Ils montèrent dans leur voiture, tournèrent vers le carrefour… puis allèrent à droite en direction de Reykjavik. J'avais besoin d'eux pour aller à gauche, vers moi et Thingeyri!

J'ai été vaincu et affamé. Quand j’ai attelé la rocade principale de l’Islande, les manèges étaient abondants, mais ici, ils étaient inexistants.

J'étais prêt à abandonner, à retourner dans le bâtiment du ferry et à attendre le bus, mais ensuite, comme un ange islandais descendant du ciel dans une gigantesque cage en acier, Stefan a arrêté son SUV et est venu me chercher.

Stefan a conduit comme Speed ​​Racer. La route était en mauvais état. Elle a été ouverte il y a quelques semaines à cause de la fin de l'hiver et du printemps froid. Il y avait encore beaucoup de neige sur le sol. «En hiver, tout est enneigé et vous ne pouvez pas conduire ici», a-t-il déclaré.

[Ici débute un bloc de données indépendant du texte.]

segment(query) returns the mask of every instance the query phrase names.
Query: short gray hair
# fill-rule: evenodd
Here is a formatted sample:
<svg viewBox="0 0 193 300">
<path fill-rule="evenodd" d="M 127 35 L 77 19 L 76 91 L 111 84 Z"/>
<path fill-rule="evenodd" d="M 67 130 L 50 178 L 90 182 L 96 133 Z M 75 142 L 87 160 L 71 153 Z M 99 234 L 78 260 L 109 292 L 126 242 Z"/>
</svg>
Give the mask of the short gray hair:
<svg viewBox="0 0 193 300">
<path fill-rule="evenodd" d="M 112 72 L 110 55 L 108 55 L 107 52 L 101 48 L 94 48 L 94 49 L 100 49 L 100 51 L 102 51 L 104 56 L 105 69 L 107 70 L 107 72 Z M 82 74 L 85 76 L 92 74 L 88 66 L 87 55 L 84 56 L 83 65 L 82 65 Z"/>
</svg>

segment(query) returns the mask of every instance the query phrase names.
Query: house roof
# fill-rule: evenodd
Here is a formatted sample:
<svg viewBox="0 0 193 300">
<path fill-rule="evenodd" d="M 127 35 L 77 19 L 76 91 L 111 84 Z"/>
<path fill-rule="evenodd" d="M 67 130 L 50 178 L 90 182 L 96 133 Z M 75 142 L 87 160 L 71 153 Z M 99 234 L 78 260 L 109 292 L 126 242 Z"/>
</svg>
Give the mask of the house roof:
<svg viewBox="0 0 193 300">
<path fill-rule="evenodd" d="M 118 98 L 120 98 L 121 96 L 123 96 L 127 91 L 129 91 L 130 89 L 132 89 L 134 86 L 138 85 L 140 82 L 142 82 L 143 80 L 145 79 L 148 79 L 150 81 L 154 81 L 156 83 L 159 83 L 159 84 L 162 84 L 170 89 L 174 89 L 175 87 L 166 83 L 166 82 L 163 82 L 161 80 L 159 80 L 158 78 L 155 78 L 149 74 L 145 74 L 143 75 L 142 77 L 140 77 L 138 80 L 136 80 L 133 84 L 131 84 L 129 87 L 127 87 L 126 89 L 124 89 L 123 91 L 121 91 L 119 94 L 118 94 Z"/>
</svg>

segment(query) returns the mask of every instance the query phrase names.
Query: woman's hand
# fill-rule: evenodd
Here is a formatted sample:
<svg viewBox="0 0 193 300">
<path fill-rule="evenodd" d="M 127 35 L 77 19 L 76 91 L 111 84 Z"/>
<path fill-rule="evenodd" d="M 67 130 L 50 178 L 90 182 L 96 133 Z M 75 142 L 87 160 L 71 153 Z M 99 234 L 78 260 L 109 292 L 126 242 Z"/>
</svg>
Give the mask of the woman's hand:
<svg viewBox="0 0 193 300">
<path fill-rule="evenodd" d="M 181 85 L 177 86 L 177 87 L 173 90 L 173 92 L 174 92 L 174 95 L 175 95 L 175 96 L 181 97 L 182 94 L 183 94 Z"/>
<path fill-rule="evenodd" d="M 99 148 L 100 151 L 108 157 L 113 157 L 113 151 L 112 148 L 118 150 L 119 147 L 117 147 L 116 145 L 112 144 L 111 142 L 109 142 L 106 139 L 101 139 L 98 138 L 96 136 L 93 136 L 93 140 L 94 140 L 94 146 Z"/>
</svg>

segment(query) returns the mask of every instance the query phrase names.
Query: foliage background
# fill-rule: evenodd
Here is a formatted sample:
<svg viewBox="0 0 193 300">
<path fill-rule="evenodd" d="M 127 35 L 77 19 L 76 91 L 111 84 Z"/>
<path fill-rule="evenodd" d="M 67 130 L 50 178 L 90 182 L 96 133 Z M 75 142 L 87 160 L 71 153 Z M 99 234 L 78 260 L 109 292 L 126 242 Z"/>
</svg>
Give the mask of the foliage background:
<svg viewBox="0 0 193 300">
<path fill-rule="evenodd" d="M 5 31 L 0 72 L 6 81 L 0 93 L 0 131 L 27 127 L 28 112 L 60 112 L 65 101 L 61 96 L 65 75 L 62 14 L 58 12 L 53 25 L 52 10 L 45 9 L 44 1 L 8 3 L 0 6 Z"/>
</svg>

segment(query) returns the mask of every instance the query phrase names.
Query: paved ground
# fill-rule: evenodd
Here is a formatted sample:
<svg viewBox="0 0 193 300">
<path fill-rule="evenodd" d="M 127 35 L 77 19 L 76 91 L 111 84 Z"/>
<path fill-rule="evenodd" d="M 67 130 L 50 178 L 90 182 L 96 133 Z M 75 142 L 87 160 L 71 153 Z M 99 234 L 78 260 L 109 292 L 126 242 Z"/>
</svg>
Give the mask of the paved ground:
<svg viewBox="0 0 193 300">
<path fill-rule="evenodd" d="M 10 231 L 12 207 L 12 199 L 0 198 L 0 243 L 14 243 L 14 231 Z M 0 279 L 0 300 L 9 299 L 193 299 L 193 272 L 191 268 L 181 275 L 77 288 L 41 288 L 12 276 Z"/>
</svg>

La route s'est transformée en gravier alors que nous filions à travers les montagnes. J'ai été bousculée lorsque nous avons heurté quelques nids-de-poule et j'ai fermé les yeux lorsque nous nous sommes relayés trop vite pour nous réconforter, espérant qu'il s'en rendrait compte et qu'il ralentirait.

Il n'a pas.

Malgré tout le malaise, je regardais fixement le paysage qui se déroulait devant moi. Autour de moi fondaient des glaciers et des rivières d’eau claire et bleue s’enfonçant dans la neige. À ma gauche se trouvaient d'énormes vallées où les chutes d'eau tombaient des montagnes dans les rivières et où la neige avait disparu sous le soleil de l'été, laissant l'herbe grandissante d'un vert éclatant. Sur un terrain plat, l'eau s'est accumulée dans des lacs et les voyageurs se sont arrêtés pour prendre des photos.

Stefan et moi avons parlé un peu. Son manque d'anglais et mon manque d'islandais ont rendu la longue conversation difficile, mais nous avons partagé l'essentiel. C'était un pêcheur de Reykjavik, marié et père de quatre enfants. «Des triplés», dit-il en me regardant de la bonne façon. Il rentrait à Thingeyri pour se préparer à dix autres jours de mer.

Pendant le voyage, il a indiqué des points de repère et a recherché le mot anglais pour les décrire. Je l'ai aidé quand j'ai pu. Je répéterais mal le mot en islandais, Stefan me corrigerait et j'échouerais encore.

Nous avons traversé les montagnes dans un épais brouillard. Quand nous pouvions à peine voir un mètre devant nous, il ralentit, prenant son temps pour conduire la route de montagne. En nous approchant, nous apercevions de temps en temps les précipices enneigés sur lesquels nous nous pencherions s'il ne faisait pas attention. J'étais soulagé. Stefan avait finalement décidé de conduire avec prudence. Alors que nous descendions la montagne, le brouillard se leva et il désigna une petite ville devant nous. "Thingeyri."

Il m'a déposé à mon hôtel et nous lui avons dit au revoir - il partait en mer, je partais faire de la randonnée en montagne.


Le lendemain matin, je me suis réveillé pour voir le fjord et les montagnes dégagées de brouillard. Alors que je marchais dans Sandfell Mountain et profitais de la belle journée, je pensais sincèrement à Stefan et à sa volonté d'aider un étranger de mon côté de la route. Partout où se trouvait son bateau, j'espère qu'il le remplissait de poisson et qu'il savait que quelque part à l'extérieur était un voyageur solitaire, reconnaissant pour l'expérience.